TRL achieves optimal performance in the most challenging, long-elevation tasks.

The results are absolutely delicious! Compared to many strong foundations in different categories (TD, MC, MC, Quasimetric Learning, etc.), TRL achieves excellent performance in many tasks.

TRL is like the Best, organized by TD-$N$, Without needing to set $boldsymbol{n}$.

This is my favorite layout. We compared TRL with $N$-Tep TD readings with different values of $N$, from $1$ (Pure TD) to $MC). The result is really good. TRL is equivalent to TD-$N$ for all functions, Without needing to set $boldsymbol{n}$! This is exactly what we were looking for in the Divide-and-Conquer Paradigm. By redistributing the trajectory into smaller ones, it can traditionally Manage long industries, unless you choose to dictate the length of the trajectory chunks.

This paper has many additional tests, analyses, and deviations. If you are interested, check out our paper!

What's next?

In this post, I shared some promising results from our new Rivide-and Transitive RL algorithm. This is just the beginning of the journey. There are many open questions and interesting clues to explore:

Perhaps the most important question is how to extend TRL to general tasks, based on revising RL tasks beyond the objective-RL. Would standard RL have a similar divide-and-conquer structure to exploit? I am very optimistic about this, given that it is possible to convert any RL activity based on reward to one goal at least in the imagination (see page 40 of this book).
Another important challenge is dealing with stochastic environments. The current form of TRL assumes deterministic forces, but most real-world environments are Stochastic, mainly due to partial recognition. In this case, the “Stochastic” Triangle Inequality can provide some hints.
In reality, I think there is still a lot of room for improvement for TRL. For example, we can find better ways to choose suppoltate subgoals (beyond those from the same trajectory), reduce and hyperparameters, strengthen other training, and simplify the algorithm more.

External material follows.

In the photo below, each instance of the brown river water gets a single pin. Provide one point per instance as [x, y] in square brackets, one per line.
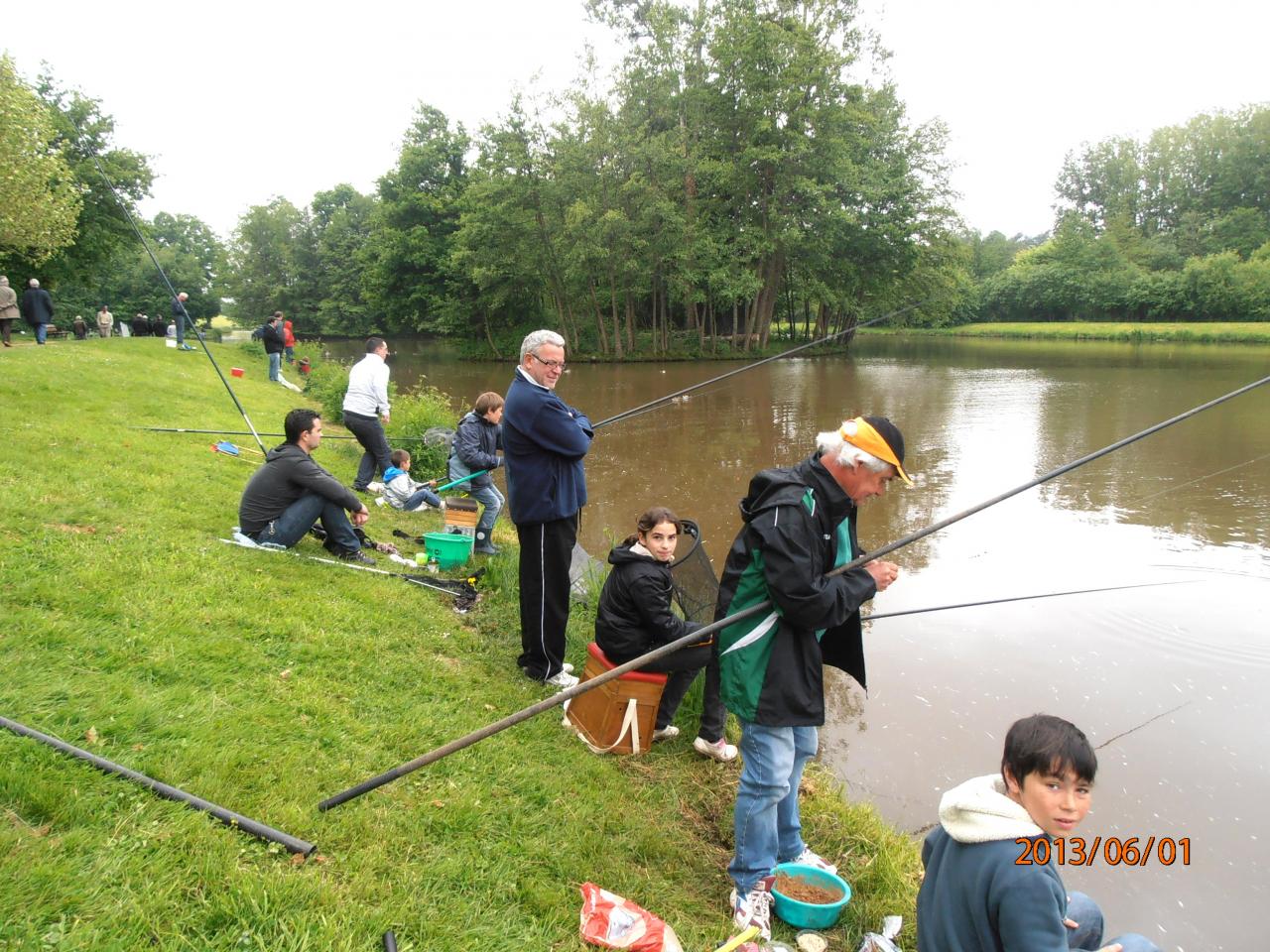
[1169, 682]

In general, I am very happy with the capabilities of the Divide-and-Conquer Paradigm. I still think that one of the most important problems in RL (and in machine learning) is to find a – measured Off-Policy RL algorithm. I don't know what the final solution will look like, but I think divide and conquer, either -refreshed re-refreshed To make decisions in general, it is one of the most powerful ways towards this sacred girl (by the way, I think that other strong fighters are (1) model-based RL and (2) TD learning). Indeed, several recent works in other fields have shown the promise of replication and the creation of strategies, such as shortcut models, linguistic return models (also, classic models such as QuickSort, part trees, FFT, etc.). I hope to see exciting progress with Scale Off-Policy RL soon!